“Look at me, a stunted man! Life in a coal-mine stunted me. I suppose I was born underground. I know that I never remember when I was not at work, either harnessed like a dog, and dragging coals through a shop where I could not stand upright, or, when I grew stronger,—bigger I was not to grow,—down in the darkest holes, beating out with a pickaxe stuff to make other men’s houses warm and cheery. If I had had air and sun and light and hope, I might have been a shapely man.

“It was in Lancashire, the coal-mine where I had been shut up, boy and man, some twenty years, as I reckon. There came one day a weakly man, who hadn’t been used to work hard, into the shaft, and they put him at drawing out the coals I dug. Hugh was the name he gave, and he hadn’t been long enough underground to get his face black, before we’d baptized him Gentleman Hugh. I had never seen a gentleman to know him, but I had a feeling of what one ought to be, and so had my mates in the pit. Gentleman Hugh seemed to us to suit the nickname we gave him. We’re roughs down in the coal-pits, and some of us are brutes enough; but Gentleman Hugh managed to get us all on his side, and there wasn’t a man of us that wouldn’t give him a lift.

“Gentleman Hugh took a fancy to me, and so did I to him. Nature had misused me, and life had misused him. We had something to pity each other for. But I had the advantage in the dark damp hole where we worked. I had lost nothing; I knew of nothing better; I was healthy and strong, if I was stunted; I could help Gentleman Hugh, and save him wearing himself out. And so I did. He was the first person or creature I had ever cared for.

“I did what I could for him in lightening his work; but he gave me back a hundred times what I could give. I was hands without head, or without any head that could make my hands of use. He had head enough, and things in his head, but his hands were never meant for tools to get a living. Gentleman Hugh waked up my brains. I knew how to pick and dig, and sometimes wondered if that was all I should ever be at. But air and daylight seemed as if they did not belong to me. I was a drudge, and never thought of anything but drudging, until Gentleman Hugh came down into my shaft and began to tell me what there was outside of coal-mines.

“He told me about himself; that he was Hugh Clitheroe, a gentleman, and how he had been ruined by factories and coal speculations. It was his losing his fortune in a coal-mine that set him on coming into ours to make his bread, and poor bread too, for a gentleman. He said he was sick of daylight. It was better to be a drudge, so he said, down in the blackest and wettest hole of any coal-pit in Lancashire, than to beg bread of men that pretended to be his friends when he was rich, and sneered at him for his folly in losing his wealth. I found out that there were wrongs and brutality above ground as well as under it.

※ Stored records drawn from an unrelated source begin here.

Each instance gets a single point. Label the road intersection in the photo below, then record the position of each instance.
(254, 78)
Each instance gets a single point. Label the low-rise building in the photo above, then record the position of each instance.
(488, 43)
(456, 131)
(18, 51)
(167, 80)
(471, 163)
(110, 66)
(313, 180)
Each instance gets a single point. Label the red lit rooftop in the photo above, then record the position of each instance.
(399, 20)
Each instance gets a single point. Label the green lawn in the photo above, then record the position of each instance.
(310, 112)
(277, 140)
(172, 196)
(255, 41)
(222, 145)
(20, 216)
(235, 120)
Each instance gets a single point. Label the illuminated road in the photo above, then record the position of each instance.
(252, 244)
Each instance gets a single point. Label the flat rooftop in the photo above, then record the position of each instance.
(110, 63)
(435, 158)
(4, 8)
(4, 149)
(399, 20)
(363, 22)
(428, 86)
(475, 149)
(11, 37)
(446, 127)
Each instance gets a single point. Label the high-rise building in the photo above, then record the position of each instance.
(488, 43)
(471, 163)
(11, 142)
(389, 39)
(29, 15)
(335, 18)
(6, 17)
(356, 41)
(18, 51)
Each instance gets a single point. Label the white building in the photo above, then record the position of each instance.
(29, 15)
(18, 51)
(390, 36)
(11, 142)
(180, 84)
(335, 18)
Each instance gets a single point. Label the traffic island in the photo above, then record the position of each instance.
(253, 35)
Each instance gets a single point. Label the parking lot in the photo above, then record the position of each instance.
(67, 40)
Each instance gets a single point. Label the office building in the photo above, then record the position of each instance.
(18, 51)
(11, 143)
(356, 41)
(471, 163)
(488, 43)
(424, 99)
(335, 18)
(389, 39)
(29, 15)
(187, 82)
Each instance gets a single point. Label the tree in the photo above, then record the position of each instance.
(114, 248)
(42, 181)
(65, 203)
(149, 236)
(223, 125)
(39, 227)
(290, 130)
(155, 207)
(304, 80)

“By and by, when Gentleman Hugh and I had got to be friends, he took me one holiday and showed me his daughter. She was a sweet little lass. He had left her with the rough women, the miners’ wives. But she had her own way with them, just as he had had with us. They called her little Lady Ellen, and would have cut up their own brats, if they hadn’t been too tough, if she had wanted such diet. Little Ellen, sweet lass! was not afraid of me, Dwarf George and Runt George as they called me. She did not run away and cry, or point and laugh at me as the other children did. She was picking daisies on the edge of an old coal-pit when we first saw her,—a little curly-haired lass of five years old. She was crowned with daisies, and she didn’t seem to me to belong to the same class of beings as the grimy things I had been among all my days. She gave me a daisy, and asked me if I knew who made it. And when I said I didn’t know, unless it came of itself, she named God to me. Nobody had named God to me before except in oaths.

“Do I tire you, sir,” said Padiham, “with this talk about myself?”

“Certainly not; you interest me greatly.”

“The old gentleman will hardly be ready to see you yet. It is almost nine, and at the stroke of nine he has his breakfast. I always go up then to give him good morning. You can go with me.”

“Meantime, tell me how you found them again.”